Linda sobbed and ran her fingers over her face. Something warm and slippery smeared across her cheek. More blood. It was only then she realized she was bleeding. There was a cut on her forehead.
Her mind was in chaotic turmoil, unable to distinguish what was happening.
“Ashley,” she whimpered. “Ashley, please speak to me.”
“What the hell, Linda?” Ashley choked out. “Why the hell did you attack me?”
“I didn’t,” Linda hiccoughed. “I… I had a dream I was back in Blackburn Manor… I dreamt someone attacked me…”
Ashley struggled up on her feet. “I came to use the bathroom and next thing I know you were behind me and you just went cra…” Ashley broke off.
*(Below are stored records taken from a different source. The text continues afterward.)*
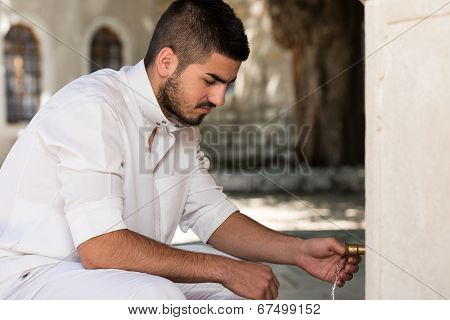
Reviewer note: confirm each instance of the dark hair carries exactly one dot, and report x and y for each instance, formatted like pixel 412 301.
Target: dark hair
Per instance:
pixel 194 29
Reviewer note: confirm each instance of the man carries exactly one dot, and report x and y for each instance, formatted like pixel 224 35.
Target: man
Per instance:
pixel 93 190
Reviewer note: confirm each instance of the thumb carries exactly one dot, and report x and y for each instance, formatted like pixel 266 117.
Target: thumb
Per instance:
pixel 336 246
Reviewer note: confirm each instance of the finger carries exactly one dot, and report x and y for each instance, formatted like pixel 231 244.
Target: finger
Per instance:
pixel 354 260
pixel 273 290
pixel 336 246
pixel 276 281
pixel 268 294
pixel 351 268
pixel 343 276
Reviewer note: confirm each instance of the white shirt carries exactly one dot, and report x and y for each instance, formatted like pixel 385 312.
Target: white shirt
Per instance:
pixel 83 168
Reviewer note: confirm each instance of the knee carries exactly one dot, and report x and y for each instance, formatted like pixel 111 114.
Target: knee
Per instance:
pixel 158 289
pixel 226 294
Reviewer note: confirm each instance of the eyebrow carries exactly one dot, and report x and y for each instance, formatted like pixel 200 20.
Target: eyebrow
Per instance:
pixel 217 78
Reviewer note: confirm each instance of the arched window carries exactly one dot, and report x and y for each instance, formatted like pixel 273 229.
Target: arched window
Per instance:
pixel 106 50
pixel 23 73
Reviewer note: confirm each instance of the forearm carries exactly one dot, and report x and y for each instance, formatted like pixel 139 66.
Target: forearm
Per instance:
pixel 243 237
pixel 127 250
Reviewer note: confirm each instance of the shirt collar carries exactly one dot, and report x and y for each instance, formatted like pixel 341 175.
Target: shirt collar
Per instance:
pixel 146 98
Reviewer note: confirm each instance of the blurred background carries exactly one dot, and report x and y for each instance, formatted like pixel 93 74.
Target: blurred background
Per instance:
pixel 288 147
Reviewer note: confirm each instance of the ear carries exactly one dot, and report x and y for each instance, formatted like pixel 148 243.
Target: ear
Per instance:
pixel 166 62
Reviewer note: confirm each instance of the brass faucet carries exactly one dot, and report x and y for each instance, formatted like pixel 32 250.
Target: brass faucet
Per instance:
pixel 354 249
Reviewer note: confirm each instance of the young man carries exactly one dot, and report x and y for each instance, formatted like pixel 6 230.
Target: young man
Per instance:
pixel 93 190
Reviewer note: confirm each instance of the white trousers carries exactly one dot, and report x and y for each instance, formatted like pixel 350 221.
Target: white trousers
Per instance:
pixel 70 281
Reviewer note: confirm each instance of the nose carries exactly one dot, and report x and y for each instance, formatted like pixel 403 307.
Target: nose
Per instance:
pixel 217 95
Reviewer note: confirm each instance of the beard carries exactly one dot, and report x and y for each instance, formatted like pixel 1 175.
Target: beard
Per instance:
pixel 171 103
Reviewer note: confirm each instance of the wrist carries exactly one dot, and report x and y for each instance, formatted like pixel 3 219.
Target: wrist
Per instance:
pixel 299 252
pixel 221 268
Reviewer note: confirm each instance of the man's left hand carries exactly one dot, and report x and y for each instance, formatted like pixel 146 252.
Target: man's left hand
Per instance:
pixel 320 256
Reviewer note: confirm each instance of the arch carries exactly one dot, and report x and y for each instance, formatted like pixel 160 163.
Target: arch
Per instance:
pixel 22 73
pixel 106 50
pixel 115 25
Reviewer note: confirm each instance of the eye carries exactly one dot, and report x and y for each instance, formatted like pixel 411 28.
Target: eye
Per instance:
pixel 209 82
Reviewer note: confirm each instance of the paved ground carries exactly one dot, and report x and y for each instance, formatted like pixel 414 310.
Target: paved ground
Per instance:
pixel 306 216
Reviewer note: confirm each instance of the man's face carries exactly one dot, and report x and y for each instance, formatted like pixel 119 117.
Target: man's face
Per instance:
pixel 198 89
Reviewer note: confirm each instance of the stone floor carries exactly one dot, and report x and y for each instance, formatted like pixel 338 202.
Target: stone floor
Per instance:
pixel 307 216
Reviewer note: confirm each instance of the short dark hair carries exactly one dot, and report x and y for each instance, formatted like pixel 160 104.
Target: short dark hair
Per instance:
pixel 194 29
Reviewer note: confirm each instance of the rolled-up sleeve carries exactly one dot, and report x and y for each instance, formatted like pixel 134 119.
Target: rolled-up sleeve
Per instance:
pixel 88 147
pixel 207 206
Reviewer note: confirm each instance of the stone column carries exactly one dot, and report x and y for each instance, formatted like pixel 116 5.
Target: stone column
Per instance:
pixel 408 149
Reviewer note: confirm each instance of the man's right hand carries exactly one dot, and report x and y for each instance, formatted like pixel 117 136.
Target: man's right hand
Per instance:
pixel 251 280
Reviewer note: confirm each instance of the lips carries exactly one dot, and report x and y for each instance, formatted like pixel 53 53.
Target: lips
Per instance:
pixel 205 110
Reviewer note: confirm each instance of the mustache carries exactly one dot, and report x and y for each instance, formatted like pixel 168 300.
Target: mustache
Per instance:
pixel 205 104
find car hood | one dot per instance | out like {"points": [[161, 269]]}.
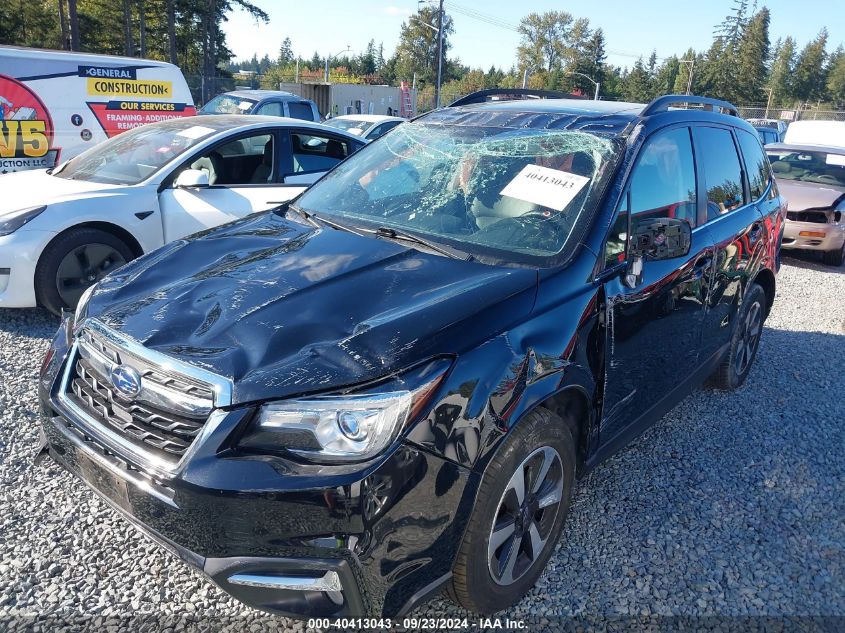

Linda guessed she didn’t want to use the crazy word again.
“I can’t explain it.” Linda’s tears were still flowing, but she had stopped weeping. “I saw myself doing all the things you’ve just said. I have a vivid memory of someone strangling me.”
Ashley looked perturbed. “When you were standing by the bathroom door… you reminded me of Marisa,” she said stepping out of the tub. “I had to hit you with the toothbrush stand to try and get you off me,” Ashley sounded just as horrified as Linda felt.
Marisa… Linda’s heart constricted. Marisa had done exactly these things before… before she’d dropped dead. Was Linda going to suffer the same end? She had thought the haunting was restricted to Blackburn Manor, but she had been wrong. The malevolent spirit followed, it infected you till you were so far gone you no longer had control over the situation. The clock had just started for Linda and if she didn’t figure out how to stop the possessions, soon she would go the same way as Marisa and the poor girl in Colin Prim’s diary. Hysteria obscured all other thoughts. She had nearly killed her sister. Ashley had been there for her in her most trying times, and she had nearly strangled the life out of her.
More sobs rocked her body. Ashley stared at her, still rubbing her neck. Linda could see that Ashley was horrified and not yet able to register what had happened. A part of her was just as skeptical as Ashley, and understood that her sister probably thought she was a dangerous threat. This broke her heart.